A retinopatia pigmentar causa uma perda gradual da visão, começando pela diminuição da visão noturna (nictalopia) e perda de visão periférica. Atualmente não há cura e estima-se que só em Portugal existam cerca de 2600 pessoas afetadas pela doença.

João Pedro Marques (investigador principal). | Foto: iCBR.

Com recurso ao registo nacional de doenças hereditárias da retina (IRD-PT), a equipa de investigação concluiu que o gene EYS é o principal causador da doença em Portugal. Os investigadores desenvolveram um estudo de história natural nos doentes EYS seguidos em Coimbra, com o objetivo de identificar as mutações mais prevalentes na população portuguesa e compreender a progressão da doença ao longo do tempo.

A investigação recorre ao prime editing, uma “técnica que permite proceder à edição de genoma in loco e in vivo”, isto é, realizar alterações genéticas em determinadas células do paciente.

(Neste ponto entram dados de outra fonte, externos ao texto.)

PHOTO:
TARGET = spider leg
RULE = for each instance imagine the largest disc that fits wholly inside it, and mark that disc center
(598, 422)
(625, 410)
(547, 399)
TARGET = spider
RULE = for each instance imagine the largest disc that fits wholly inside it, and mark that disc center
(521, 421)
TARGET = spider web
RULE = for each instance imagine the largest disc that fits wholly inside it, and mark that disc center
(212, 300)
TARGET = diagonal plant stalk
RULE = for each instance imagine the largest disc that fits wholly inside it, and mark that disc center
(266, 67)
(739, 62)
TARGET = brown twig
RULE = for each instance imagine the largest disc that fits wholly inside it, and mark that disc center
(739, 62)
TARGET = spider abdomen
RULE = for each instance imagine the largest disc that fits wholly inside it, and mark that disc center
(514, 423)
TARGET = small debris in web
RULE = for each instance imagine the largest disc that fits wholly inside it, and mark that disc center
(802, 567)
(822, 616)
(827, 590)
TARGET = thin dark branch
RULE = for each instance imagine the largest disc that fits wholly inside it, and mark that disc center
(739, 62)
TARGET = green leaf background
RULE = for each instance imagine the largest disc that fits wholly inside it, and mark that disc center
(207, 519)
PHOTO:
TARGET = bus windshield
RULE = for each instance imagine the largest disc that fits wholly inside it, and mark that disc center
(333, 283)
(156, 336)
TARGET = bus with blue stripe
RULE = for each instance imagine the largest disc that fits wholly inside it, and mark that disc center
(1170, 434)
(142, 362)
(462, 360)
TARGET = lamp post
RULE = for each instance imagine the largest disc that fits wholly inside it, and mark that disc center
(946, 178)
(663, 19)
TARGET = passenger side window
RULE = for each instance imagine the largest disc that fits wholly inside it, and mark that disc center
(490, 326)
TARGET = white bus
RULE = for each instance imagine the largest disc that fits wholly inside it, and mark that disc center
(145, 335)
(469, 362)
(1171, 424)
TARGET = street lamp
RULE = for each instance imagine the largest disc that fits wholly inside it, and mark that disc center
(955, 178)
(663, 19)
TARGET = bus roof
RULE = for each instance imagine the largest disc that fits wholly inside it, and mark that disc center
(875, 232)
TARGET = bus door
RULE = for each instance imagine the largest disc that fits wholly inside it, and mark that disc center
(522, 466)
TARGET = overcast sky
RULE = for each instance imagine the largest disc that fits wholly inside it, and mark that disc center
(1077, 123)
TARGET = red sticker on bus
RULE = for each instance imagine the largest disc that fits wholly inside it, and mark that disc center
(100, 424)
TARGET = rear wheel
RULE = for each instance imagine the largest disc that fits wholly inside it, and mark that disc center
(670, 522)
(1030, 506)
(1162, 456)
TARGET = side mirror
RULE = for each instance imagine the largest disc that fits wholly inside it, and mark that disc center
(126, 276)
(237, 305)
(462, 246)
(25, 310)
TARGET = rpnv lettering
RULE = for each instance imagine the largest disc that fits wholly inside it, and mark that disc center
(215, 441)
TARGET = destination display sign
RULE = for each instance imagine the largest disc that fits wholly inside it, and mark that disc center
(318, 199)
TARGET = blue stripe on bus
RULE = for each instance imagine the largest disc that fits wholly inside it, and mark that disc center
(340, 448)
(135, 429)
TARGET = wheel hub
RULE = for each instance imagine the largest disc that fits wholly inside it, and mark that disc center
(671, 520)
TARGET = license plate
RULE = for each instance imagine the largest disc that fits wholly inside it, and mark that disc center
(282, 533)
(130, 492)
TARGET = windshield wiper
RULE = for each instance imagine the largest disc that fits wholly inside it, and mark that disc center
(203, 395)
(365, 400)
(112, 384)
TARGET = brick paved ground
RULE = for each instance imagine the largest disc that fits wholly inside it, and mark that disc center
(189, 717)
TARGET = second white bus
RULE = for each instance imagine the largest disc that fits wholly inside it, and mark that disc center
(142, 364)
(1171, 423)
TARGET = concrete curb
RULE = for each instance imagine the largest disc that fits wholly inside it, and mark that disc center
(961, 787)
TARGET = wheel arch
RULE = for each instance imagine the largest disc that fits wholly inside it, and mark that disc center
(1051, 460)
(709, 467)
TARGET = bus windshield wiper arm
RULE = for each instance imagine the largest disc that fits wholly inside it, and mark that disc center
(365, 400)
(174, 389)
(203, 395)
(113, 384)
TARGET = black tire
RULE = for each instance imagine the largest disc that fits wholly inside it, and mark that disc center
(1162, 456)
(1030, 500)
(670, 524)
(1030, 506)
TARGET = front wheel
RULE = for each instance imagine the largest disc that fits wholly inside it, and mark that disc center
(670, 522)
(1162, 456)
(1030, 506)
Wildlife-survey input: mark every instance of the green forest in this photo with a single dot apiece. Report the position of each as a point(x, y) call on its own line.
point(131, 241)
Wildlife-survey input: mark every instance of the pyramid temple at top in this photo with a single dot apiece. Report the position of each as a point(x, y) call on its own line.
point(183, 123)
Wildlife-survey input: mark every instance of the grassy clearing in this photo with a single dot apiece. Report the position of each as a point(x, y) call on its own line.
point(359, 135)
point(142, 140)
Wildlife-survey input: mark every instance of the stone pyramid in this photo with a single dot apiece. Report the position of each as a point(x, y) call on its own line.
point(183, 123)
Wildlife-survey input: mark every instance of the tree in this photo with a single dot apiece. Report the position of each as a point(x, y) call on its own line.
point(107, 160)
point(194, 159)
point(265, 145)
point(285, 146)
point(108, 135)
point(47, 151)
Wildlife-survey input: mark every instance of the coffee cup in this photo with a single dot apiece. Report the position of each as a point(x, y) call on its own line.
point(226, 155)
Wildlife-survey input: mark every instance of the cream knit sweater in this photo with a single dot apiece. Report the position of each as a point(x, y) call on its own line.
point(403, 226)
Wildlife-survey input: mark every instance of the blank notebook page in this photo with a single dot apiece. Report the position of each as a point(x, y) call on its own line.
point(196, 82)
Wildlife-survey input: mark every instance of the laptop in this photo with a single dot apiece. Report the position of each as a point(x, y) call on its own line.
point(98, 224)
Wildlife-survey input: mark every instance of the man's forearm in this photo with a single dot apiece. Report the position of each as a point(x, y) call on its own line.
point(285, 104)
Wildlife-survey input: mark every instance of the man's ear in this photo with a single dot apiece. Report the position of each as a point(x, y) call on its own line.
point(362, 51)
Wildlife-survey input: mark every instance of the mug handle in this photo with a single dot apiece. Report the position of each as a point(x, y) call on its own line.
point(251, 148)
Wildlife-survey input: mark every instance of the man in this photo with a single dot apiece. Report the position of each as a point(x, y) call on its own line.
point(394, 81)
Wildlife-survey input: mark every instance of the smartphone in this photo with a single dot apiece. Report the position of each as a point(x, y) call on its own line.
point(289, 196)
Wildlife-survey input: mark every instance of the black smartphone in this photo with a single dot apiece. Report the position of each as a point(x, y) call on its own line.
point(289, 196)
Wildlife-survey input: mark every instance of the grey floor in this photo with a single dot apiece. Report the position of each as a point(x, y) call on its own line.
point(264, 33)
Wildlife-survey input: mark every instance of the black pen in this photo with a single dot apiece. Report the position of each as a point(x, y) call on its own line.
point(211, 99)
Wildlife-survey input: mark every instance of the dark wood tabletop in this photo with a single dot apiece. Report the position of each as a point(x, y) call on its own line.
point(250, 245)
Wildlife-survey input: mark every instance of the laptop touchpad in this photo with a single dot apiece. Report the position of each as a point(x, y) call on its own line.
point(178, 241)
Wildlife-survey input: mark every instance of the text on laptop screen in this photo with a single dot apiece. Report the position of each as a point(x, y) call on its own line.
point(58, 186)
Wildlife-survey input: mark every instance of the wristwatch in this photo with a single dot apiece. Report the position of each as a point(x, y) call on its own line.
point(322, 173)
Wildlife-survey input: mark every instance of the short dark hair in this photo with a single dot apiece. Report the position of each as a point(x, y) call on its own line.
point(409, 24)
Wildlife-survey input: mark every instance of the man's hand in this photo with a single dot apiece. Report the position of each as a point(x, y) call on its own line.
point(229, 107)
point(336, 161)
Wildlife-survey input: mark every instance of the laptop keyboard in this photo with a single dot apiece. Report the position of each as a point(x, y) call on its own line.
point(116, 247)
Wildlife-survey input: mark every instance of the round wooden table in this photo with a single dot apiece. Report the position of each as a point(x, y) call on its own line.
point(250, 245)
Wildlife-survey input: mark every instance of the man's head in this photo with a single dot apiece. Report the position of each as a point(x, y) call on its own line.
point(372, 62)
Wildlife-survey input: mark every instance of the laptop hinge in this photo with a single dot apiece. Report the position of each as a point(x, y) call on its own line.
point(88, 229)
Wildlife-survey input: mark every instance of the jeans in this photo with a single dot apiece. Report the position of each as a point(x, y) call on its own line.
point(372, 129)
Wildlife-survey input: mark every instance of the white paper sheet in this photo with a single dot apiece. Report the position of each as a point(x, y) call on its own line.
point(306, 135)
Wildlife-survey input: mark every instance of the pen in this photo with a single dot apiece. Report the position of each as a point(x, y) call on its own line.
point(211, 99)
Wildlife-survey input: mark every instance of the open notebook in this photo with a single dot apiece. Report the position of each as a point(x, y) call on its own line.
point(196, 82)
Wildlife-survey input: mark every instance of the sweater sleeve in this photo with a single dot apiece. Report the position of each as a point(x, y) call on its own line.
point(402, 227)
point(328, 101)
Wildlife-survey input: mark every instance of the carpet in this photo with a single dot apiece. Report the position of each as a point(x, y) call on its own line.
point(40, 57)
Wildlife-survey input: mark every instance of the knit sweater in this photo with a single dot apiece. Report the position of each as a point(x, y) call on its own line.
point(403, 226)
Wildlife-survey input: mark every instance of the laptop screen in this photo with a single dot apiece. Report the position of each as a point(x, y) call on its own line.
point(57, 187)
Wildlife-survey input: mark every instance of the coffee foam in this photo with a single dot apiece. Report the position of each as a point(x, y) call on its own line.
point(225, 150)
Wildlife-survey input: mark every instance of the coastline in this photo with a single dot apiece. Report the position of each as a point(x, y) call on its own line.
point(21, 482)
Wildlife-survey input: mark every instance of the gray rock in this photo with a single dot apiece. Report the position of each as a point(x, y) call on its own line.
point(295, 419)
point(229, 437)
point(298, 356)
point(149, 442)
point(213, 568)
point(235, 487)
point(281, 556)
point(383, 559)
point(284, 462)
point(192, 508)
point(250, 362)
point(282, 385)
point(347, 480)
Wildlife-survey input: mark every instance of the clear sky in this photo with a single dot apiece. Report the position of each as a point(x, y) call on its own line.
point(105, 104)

Henrique Alves explica que esta é a “tecnologia de edição de genoma mais sofisticada e mais segura na atualidade” na medida em que o prime editing faz frente ao risco de modificações fora do alvo pretendido.

Com este prémio, a contratação de dois investigadores está contemplada no plano de trabalho desafiante a decorrer ao longo de dois anos com início em abril de 2024. Os investigadores do iCBR-FMUC esperam atrair “jovens investigadores, alunos de mestrado ou futuros candidatos a doutoramento que queiram fazer carreira no estudo das doenças retinianas hereditárias”.